The judgment is affirmed.
1 Defendant raises additional claims in a separate petition for habeas corpus. (In re Edwards, H040572.) We deny defendant’s petition in a separate order on this date.
2 All dates refer to 2005 unless otherwise stated.
3 Because several witnesses shared last names, the briefs and the record referenced most witnesses by their first names. The briefs and the record also referred to Jesús as “Chewy,” but the Spanish nickname for Jesús is more commonly spelled “Chuy.” To avoid confusion, we will generally refer to the witnesses by their first names, and we will refer to Jesús Cazares-Soriano as “Chuy.
4 The trial court did not instruct the jury on felony murder. Defendant contends the trial court instructed the jury in a manner that allowed it to convict him on a theory of felony murder, but we reject this claim below in Section II.I.2.
5 Defendant contends the police were lying when they told him they had contacted his mother. The record does not support this assertion.
6 Defendant cites to cases construing Penal Code section 186.22, subdivision (a) (defining the substantive offense of actively participating in a criminal street gang) for the proposition that gang expert testimony is relevant only if the prosecution shows the defendant actively participated in a gang. But subdivision (a) of the statute is not at issue here; thus, the cases cited by defendant are irrelevant.
8 This issue is currently pending before the California Supreme Court. (People v. Sanchez, review granted May 14, 2014, S216681; People v. Archuleta, review granted June 11, 2014, S218640 [briefing deferred pending consideration and disposition of Sanchez].)
9 The court ordered a midtrial continuance due to illness.
10 The court ordered a midtrial continuance due to illness.
11 See Bar-Hillel, Maya (1980), “The base-rate fallacy in probability judgments,” Acta Psychologica 44: 211–233.
12 See R. Nickerson (1998), “Confirmation Bias: A Ubiquitous Phenomenon in Many Guises,” 2 Rev. of Gen. Psych., 175, 177.
13 Evidence Code section 352 and the applicable standard of review are set forth above in Section II.C.2.
14 CALCRIM No. 400 (2015 rev.) has since been revised to state: “A person is guilty of a crime whether he or she committed it personally or aided and abetted the perpetrator.”
15 Defendant had previously lodged an objection to the instruction on separate grounds not relevant here.
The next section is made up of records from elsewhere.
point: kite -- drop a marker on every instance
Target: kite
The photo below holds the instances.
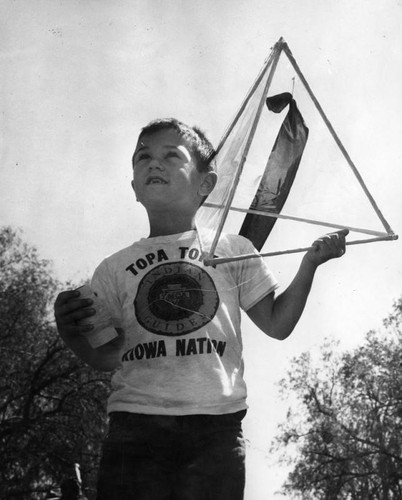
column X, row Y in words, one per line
column 235, row 163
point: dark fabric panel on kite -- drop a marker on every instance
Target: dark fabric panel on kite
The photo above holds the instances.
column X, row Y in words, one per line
column 280, row 171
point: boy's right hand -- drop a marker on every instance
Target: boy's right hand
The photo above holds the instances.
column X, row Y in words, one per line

16 The numerous ellipses in this quote partly reflect omission of the two other target offenses included in the instruction. A description of the other target offenses is not necessary to our analysis.
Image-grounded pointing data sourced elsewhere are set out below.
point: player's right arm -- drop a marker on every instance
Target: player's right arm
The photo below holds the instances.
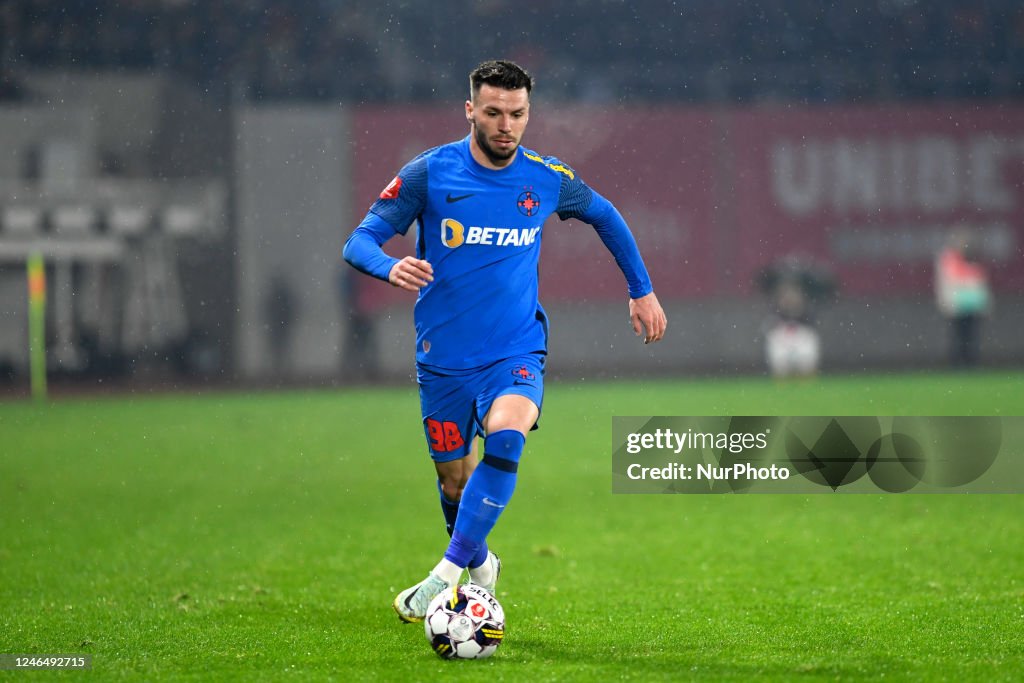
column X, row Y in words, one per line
column 399, row 204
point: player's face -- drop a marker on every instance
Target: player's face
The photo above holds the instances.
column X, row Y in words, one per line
column 499, row 118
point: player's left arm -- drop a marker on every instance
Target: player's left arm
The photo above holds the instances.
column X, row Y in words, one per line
column 580, row 201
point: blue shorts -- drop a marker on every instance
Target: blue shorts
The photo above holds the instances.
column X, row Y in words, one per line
column 455, row 403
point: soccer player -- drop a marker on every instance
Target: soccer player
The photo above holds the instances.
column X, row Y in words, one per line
column 481, row 336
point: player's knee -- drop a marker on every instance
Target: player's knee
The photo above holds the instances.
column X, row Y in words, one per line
column 512, row 412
17 The unmodified version of CALCRIM No. 562 does not include the words “or actual perpetrator.”
18 The referenced instruction was based on CALCRIM No. 401.
19 Defendant’s argument assumes there was a minority of jurors voting not guilty for reasons relevant to the instruction. But the record does not reveal how many jurors wished to vote not guilty at that point; nor does it reveal why any of those jurors wished to vote not guilty.
20 The motion also claimed the trial court failed to sentence defendant in the time required under Penal Code section 1191. Defendant does not raise this claim on appeal.
21 Defendant also frames this claim as a violation of his right to a fair trial. But the logic of his argument—that the doctrine eliminates the requisite finding of malice—is indistinguishable from those rejected by prior courts on due process grounds. We reject this claim for the same reasons.